Algemene parameters instellen voor artikelen met permanente voorraad

Er wordt een basisanalyse uitgevoerd als er sprake is van afgiften of gebruik op enkele dagen. Er wordt een uitgebreidere simulatie uitgevoerd wanneer er meer gegevens beschikbaar zijn. In beide gevallen worden artikelen met minder dan een bepaald minimumaantal dagen aan historie afzonderlijk behandeld.

Ga volgens deze procedure te werk om algemene parameters op te geven voor artikelen met permanente voorraad.

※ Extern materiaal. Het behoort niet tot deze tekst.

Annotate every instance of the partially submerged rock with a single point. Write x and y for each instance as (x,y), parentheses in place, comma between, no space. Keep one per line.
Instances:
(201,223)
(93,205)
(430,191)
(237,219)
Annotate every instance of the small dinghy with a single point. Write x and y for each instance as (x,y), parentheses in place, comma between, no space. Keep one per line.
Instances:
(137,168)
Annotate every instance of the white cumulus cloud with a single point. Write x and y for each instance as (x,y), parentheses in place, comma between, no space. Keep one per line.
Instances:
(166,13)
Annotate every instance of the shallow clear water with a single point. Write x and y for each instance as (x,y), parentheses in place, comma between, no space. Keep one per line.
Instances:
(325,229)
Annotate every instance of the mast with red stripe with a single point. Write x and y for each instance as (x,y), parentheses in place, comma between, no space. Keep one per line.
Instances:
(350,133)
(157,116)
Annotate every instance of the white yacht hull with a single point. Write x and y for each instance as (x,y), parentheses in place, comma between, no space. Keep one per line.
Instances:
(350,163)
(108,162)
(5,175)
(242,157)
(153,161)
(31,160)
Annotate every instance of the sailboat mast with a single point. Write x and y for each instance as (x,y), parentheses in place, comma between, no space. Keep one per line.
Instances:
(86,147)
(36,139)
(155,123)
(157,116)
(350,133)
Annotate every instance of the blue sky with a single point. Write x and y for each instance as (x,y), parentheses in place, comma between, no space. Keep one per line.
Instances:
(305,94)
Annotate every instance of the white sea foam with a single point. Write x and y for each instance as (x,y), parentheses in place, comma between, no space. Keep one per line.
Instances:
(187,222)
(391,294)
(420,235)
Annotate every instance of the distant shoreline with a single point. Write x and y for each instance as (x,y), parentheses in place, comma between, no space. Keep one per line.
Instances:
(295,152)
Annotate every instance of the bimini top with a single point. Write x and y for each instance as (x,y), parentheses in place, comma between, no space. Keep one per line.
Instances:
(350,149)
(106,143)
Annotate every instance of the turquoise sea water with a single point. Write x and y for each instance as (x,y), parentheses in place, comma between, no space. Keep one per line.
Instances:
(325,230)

  1. Meld u aan als Applicatie Beheerder of Inkoop Beheerder.
  2. Als Applicatie Beheerder selecteert u Aanbodbeheer > Voorraadinformatie > Configuratie.
    Als Inkoop Beheerder selecteert u Voorraadinformatie > Configuratie.
  3. Selecteer het tabblad Algemene configuratie permanente voorraad.
  4. Geef de volgende gegevens op:
    Grens minimumperiode werkelijke voorraad (weken)
    Geef de grens voor de minimumperiode van werkelijke voorraad op in weken. Een deel van de analyse wordt uitgevoerd gedurende een groot tijdvak. Bijvoorbeeld: 52 weken. De recentste periode, bijvoorbeeld 10 weken aan historie, is echter belangrijk om het minimumbedrag te bepalen dat op voorraad was.
    Minimum aantal afgiftedagen om in aanmerking te komen voor analyse
    Geef een waarde op voor het minimumaantal dagen dat een artikel moet worden gebruikt om in aanmerking te komen voor analyse.
    Minimum aantal afgiftedagen om in aanmerking te komen voor simulatie
    Geef een waarde op voor het minimumaantal dagen dat een artikel moet worden gebruikt om in aanmerking te komen voor simulatie.
    Minimum aantal dagen historie
    Geef het minimumaantal dagen op dat het artikel in de historie moet voorkomen om in aanmerking te komen voor simulatie.
    Offset bestelpunt (eenheden)
    Geef een offsetwaarde voor het bestelpunt op. Omdat een order wordt geactiveerd wanneer de voorraad het bestelpunt bereikt, is het nuttig om het doel op ten minste 1 eenheid hoger te zetten. Dit veld kan worden overschreven.
    Minimale vermenigvuldigingsfactor
    Geef een waarde voor de minimale vermenigvuldigingsfactor op. We raden u aan het bestelpunt op of boven een minimale waarde te houden, berekend op basis van historische gegevens. Stel het bestelpunt in op 0 om de functie uit te schakelen. Laat het veld op 1 staan om de berekende waarde te gebruiken. U kunt het veld op een decimale waarde instellen om deze nauwkeuriger te corrigeren. Bijvoorbeeld: 1,25 is 25% boven het minimum en 0,75 is 25% onder het minimum.